August 2010. J. Waterkeyn
CHCs are spreading rapidly in Africa, but the question remains, ‘Can they appeal to more sophisticated rural communities in Asia?’ How can we adapt the CHC methodology to suit this very different scenario.
Since November 2009, when Ministry of Health (MoH) in Vietnam first decided to use the CHC Approach, they have, without any external support from Africa AHEAD, simply got on with the job of establishing a pilot project in four provinces: Son La, Ha Tinh, Phu Tho, and Ninh Tuan. One of the initial barriers to starting up CHCs is always the lengthy process of developing a Toolkit and Manual, and this has been done in the past six months by Africa AHEAD, supported by Danida for Vietnam MoH. However having decided to ‘do’ CHCs, there was no sitting around in Vietnam whilst waiting for the training materials to be developed.
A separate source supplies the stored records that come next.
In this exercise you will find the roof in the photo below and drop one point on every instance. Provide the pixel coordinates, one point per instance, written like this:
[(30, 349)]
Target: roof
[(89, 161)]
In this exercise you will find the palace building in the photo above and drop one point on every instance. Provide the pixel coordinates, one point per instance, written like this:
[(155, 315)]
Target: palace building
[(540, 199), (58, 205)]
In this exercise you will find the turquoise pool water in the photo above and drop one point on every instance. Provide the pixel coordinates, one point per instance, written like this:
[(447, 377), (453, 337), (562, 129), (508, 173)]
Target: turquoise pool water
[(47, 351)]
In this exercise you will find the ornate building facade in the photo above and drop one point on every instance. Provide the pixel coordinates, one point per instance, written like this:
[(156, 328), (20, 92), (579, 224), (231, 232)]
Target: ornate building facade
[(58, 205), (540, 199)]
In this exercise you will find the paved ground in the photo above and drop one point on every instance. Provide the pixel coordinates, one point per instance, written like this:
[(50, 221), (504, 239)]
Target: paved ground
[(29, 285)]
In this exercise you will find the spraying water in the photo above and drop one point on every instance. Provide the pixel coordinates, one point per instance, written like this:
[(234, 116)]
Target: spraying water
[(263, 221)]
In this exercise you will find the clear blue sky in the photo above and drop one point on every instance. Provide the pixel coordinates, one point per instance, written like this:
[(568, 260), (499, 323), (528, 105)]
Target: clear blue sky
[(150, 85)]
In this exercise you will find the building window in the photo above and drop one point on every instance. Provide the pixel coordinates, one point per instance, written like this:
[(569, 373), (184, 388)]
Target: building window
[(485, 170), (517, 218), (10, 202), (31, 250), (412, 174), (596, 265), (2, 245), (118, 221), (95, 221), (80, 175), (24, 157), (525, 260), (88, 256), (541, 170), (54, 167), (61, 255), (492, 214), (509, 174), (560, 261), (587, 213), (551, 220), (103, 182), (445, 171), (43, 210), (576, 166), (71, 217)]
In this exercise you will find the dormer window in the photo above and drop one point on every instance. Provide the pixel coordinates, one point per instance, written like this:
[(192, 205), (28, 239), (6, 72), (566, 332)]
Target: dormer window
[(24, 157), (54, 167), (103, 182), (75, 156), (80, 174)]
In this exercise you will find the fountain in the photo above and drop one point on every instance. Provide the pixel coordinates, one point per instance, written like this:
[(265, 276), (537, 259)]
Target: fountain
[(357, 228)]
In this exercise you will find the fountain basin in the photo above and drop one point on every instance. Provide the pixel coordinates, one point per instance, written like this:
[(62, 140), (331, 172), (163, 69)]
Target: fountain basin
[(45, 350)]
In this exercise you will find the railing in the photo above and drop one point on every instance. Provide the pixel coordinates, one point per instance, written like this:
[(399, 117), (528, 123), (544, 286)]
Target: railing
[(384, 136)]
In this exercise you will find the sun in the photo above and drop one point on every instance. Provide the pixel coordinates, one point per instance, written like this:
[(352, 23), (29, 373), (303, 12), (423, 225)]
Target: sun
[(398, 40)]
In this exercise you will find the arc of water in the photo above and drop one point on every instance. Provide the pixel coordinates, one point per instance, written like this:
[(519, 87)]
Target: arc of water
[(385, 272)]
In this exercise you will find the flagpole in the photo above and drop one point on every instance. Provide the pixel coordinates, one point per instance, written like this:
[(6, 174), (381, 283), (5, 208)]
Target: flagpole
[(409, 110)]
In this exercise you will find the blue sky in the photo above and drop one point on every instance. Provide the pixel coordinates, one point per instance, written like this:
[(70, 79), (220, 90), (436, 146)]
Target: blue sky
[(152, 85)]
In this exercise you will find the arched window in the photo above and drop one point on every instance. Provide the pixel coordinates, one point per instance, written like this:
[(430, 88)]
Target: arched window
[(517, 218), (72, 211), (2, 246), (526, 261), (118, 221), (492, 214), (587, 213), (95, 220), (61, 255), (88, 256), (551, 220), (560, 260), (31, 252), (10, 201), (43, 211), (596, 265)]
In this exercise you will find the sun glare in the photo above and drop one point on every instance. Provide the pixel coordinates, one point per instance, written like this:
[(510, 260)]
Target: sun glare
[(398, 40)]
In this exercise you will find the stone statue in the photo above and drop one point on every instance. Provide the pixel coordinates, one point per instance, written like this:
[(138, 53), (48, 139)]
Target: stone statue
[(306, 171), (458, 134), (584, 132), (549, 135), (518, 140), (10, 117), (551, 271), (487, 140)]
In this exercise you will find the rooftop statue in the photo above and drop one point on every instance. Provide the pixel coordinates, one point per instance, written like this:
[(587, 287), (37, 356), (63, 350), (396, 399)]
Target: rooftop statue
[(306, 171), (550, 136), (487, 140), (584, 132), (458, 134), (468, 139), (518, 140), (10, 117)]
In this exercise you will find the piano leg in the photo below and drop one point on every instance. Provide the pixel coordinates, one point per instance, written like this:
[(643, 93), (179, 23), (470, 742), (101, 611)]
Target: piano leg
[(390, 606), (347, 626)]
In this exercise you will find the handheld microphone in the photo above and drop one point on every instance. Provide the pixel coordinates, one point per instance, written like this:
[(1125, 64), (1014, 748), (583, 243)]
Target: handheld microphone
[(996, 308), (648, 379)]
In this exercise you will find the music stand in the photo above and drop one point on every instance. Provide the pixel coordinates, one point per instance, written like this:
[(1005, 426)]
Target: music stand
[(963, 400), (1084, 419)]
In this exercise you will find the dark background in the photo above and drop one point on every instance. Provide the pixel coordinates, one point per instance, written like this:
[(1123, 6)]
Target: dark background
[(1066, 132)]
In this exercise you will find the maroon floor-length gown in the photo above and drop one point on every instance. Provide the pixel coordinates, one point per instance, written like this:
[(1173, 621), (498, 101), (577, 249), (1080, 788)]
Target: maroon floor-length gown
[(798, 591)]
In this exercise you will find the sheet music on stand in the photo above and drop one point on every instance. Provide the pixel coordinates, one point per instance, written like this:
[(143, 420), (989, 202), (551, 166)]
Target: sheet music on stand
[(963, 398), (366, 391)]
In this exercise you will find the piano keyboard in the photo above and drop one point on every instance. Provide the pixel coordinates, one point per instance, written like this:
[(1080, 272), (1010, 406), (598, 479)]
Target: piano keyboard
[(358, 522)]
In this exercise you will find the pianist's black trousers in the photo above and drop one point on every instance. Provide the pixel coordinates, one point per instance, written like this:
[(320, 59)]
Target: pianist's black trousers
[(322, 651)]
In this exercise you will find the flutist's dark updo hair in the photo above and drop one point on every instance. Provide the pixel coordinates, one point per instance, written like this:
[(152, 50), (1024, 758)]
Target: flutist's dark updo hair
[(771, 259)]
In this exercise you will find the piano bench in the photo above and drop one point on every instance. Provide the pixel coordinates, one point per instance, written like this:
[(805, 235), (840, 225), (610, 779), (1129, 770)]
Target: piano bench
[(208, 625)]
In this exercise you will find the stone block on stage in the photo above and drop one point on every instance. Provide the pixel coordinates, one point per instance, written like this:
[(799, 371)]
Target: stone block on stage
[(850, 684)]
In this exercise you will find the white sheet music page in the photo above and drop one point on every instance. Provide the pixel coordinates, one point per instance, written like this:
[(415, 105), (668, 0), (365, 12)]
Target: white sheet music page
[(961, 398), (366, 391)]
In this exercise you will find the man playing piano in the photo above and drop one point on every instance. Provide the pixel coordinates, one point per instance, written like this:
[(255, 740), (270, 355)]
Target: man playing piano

When I returned in July 2010 for the ‘start up workshop’ equipped with the new manual and toolkit , we found we were lagging behind our participants, who said, ‘Yes, interesting, we know all this, we already have CHCs!’ I was surprised to find that CHCs were not only formed up, but operating, and there are about 40 CHCs in total, 10 in each Province. Two provinces had already started the health sessions without assistence and had done 12 sessions, half of the course. They had even developed a monitoring system based on the membership cards, having printed attendence books. Such is the power of an organised governmental system, where if the directive is given from above, the cadres below simply do it… no excuses, just get on with the job. From my experience in Africa where most external initiaitives, like a cow being driven to market on a long dusty road, need constant prodding by the driver, here I was runnng to keep up with the pace of the Asian buffalo, a symbol of hard work and fortitude in Vietnam mythology.
A field trip was arranged to go to Da Du village in Phu Tho Province, three hours north of Hanoi. We drove up to the village Community House in the evening, where hundreds of scooters were parked, whilst people squeezed into the hall, waiting for our party of 10 outsiders to arrive. The hall was packed with around 60 men, women and children, as fascinated to see us as we were to see them. One after another, men and women provided the entertainment, without a shread of self consciousness singing gloriously into the microphone.
The Master of Ceremonies was a dedicated community organiser and a war vet with one arm. He introduced the community members: women bravely warbling out their strong patriotic songs full of love for Vietnam, a man who played a mean mouth organ, which must have survived from the war against the American GIs in the 70’s and a more traditional musician playing a one stringed instrument, adding a surreal Chinese tinge to our spirits which soured as each speech became more and more fired up with energy for the universal cause of Health for All by 2015.
They told us that they gather every week like this for one hour of song and the second hour of health education, and using the PA system makes it all the move enthralling. Karioke in Vietnam, like most of urban Asia is very popular, and here the rural folk were having home grown plugged in performance.
Under the sagaceous gaze of Ho Chi Minh, the saviour and hero of Vietnam, the times were a-changing, but really were they? I couldnt help feeling the CHC approach fits perfectly into a society used to celluar socialist organisation. In Africa we have largely dyfunctional rural communities as the brain drain to the towns leaves the less able and more conservative in the ‘rurals’, eeking out a basic subsistence whilst living largely on remittances from their folk in town.
Here in Vietnam, one of the last communist countries, the north still operates from the top down and the people are organised by the party, and unlike Africa they are not disorganised communities in the rural areas.
The rural areas of Vietnam are highly regulated, with ‘mass organisations’ like the Womens Union, that plays a key role in development in Vietnam. The people have survived years of war and poverty and in their desperation are highly motivated to progress. It appears they only need a good reason to get together with an agenda to improve and they will achieve.
Community Health Clubs resonate with their needs. Unlike the Womens Union which are purely for women, CHCs provide a forum for men and women to get together and solve some of their health issues together.
Our Vietnamese counterparts said that they had been ‘nerveous’ as to whether the CHC would work, but having seen this CHC in the flesh, they were now ‘confident of success’ of the Methodology. I felt just the same, with a new generation primed for take off.